I am wondering whether string theory explains the existence of 3 families of quarks/leptons or not. I have a very limited understanding of string theory, as of now, and I have a mathematical background, so I am asking this question here, so that people with better knowledge of string theory might answer it.
There is a related discussion: Origin of lepton/quark generations? and one of users, Andrew Holzner, quoting wikipedia, gave an explanation that CP violation requires at least 3 generations (and there are in that discussion a number of other explanations). This sounds like a reasonable explanation, but my question is more from the point of view of string theory.
Answer
Part 1:
The branch of string theory which actually tries to match experiment is called string phenomenology. The state of the art in string phenomenology is that, starting from different forms of string theory (heterotic string theory, M-theory, F-theory...), it is possible to define space-time geometries, arrangements of branes, background fluxes... such that strings in the defined environment will behave qualitatively like the particles of the standard model.
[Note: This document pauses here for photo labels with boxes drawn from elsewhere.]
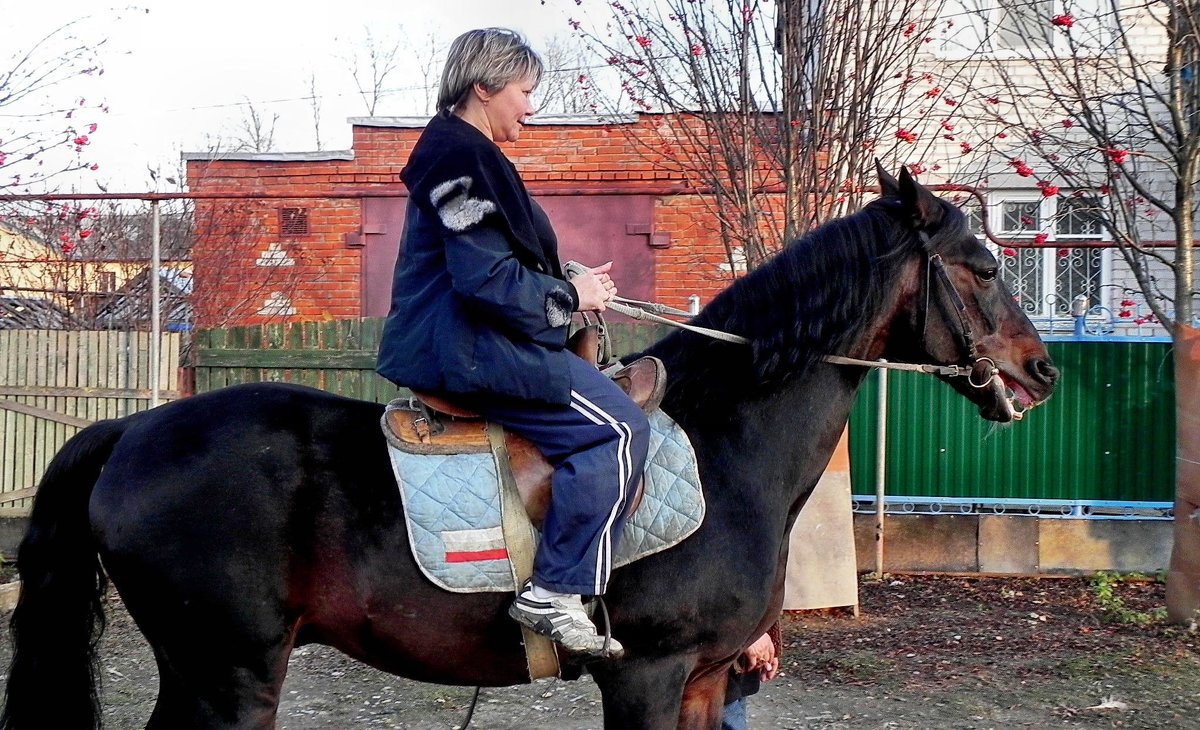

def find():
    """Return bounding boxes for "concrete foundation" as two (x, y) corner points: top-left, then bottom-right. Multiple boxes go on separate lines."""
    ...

(854, 514), (1171, 575)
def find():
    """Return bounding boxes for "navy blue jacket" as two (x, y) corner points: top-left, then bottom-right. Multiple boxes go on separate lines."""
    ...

(376, 115), (578, 403)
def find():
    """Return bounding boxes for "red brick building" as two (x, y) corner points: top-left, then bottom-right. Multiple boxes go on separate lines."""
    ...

(185, 115), (772, 328)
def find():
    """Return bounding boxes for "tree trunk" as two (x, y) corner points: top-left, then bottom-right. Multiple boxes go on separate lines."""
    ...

(1166, 322), (1200, 624)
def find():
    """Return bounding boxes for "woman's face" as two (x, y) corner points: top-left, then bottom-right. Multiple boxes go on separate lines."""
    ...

(484, 78), (536, 142)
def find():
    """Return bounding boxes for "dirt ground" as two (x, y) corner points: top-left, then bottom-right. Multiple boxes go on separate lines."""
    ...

(0, 576), (1200, 730)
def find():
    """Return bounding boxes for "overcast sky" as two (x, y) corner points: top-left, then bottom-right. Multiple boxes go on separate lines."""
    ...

(0, 0), (595, 192)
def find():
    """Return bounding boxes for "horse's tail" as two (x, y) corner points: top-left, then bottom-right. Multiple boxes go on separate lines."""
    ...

(0, 420), (127, 730)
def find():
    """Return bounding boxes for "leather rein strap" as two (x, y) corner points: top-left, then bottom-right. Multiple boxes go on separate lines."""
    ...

(604, 253), (1000, 388)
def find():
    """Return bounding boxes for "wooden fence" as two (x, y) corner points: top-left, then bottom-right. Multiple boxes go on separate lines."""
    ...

(193, 318), (666, 403)
(0, 330), (180, 515)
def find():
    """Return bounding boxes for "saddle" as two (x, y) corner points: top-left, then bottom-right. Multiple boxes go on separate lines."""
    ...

(384, 325), (666, 529)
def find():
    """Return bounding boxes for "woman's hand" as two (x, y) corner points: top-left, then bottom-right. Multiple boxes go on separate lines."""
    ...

(571, 262), (617, 312)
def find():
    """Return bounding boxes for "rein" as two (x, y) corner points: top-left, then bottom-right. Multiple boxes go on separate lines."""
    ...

(607, 278), (1000, 388)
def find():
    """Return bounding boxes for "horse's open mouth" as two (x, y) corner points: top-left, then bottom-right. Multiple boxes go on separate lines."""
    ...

(991, 372), (1042, 421)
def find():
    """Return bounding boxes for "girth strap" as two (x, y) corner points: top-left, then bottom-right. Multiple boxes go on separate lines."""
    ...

(487, 421), (558, 681)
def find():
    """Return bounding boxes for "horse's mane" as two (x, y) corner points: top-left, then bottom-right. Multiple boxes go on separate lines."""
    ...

(646, 198), (920, 408)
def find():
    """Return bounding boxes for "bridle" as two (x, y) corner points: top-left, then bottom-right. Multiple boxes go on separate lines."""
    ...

(920, 249), (1000, 388)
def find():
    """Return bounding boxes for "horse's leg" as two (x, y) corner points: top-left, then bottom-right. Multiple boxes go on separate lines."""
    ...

(679, 669), (730, 730)
(146, 635), (292, 730)
(592, 657), (691, 730)
(106, 559), (298, 730)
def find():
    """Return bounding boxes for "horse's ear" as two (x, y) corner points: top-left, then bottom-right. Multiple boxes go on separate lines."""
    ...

(899, 167), (946, 231)
(875, 157), (900, 198)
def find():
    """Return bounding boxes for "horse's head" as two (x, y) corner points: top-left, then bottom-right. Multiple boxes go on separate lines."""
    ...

(878, 167), (1058, 423)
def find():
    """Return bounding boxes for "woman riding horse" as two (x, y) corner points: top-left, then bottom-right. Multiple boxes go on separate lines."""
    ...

(0, 165), (1058, 730)
(378, 28), (650, 658)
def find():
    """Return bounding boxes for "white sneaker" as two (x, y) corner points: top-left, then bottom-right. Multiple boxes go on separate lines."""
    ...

(509, 581), (625, 659)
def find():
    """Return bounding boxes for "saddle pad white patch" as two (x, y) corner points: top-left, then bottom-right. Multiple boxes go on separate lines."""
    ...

The underlying reason why there are three generations in such a model really depends on the nature of its construction.
In an M-theory model such as those championed by Gordon Kane, the particles in a given generation correspond to states of M2-branes located at specific singular points in the compactification manifold, so the number of such generations is just the number of such singular points.
In a heterotic model such as those that Brian Greene has written about, it's more complicated. The topology of the compactification manifold permits a specific number of light left-handed fermionic states, and another number of light right-handed fermionic states; then left and right combine to make heavy states; and the generations correspond to the light handed fermionic states that are left over, that didn't pair up with anything. The original numbers of handed light states equal two of the "Hodge numbers" characterizing the topology, so in this case, there are three (or however many) generations because the difference between those two numbers equals three.
In still other models, the reason for there being three generations would be something else again.
Part 2:
Since the state of the art in string phenomenology is still just at the level of searching the vast "landscape" of possibilities for models that match experiment, any current explanation for "why three generations?" is going to lead back to contingent properties of the model that happens to be successful, like those that I sketched in Part 1 of this answer.
In evolutionary biology, they speak of proximate causes and ultimate causes. Why does a flower bend to follow the sun? The proximate cause is the set of molecules that it happens to be made of. The ultimate cause is natural selection - that's the reason why it's made of molecules that react like that, and not in some other way.
We can look at explanations like those from Part 1 as proximate causes of there being three generations. What are the possible ultimate causes?
One possibility is anthropic. Maybe we live in an eternally inflating universe where different string vacua are realized in different regions, and maybe e.g. the cosmological consequences of the CP violation that requires at least three generations in order to occur, helps make life, or even just stars, possible.
Another possibility is that it is just random. In genomic evolution, there's a lot of neutral evolution, features of the genome which are just contingent, which don't help the organism survive, but also don't hinder it, so those features aren't eliminated by natural selection. Anthropics can't determine everything, and maybe three generations is just a brute fact about how our corner of reality turned out.
Still another possibility is that it's the product of the natural dynamics of string theory. String phenomenology fixes the geometry of the extra dimensions (etc) and studies the results, but in fact you can have quantum tunneling between different geometries, and there may have been a lot of that in the early universe. The 2007 paper "Triadophilia" speculates that three-generation heterotic manifolds may be favored in this way.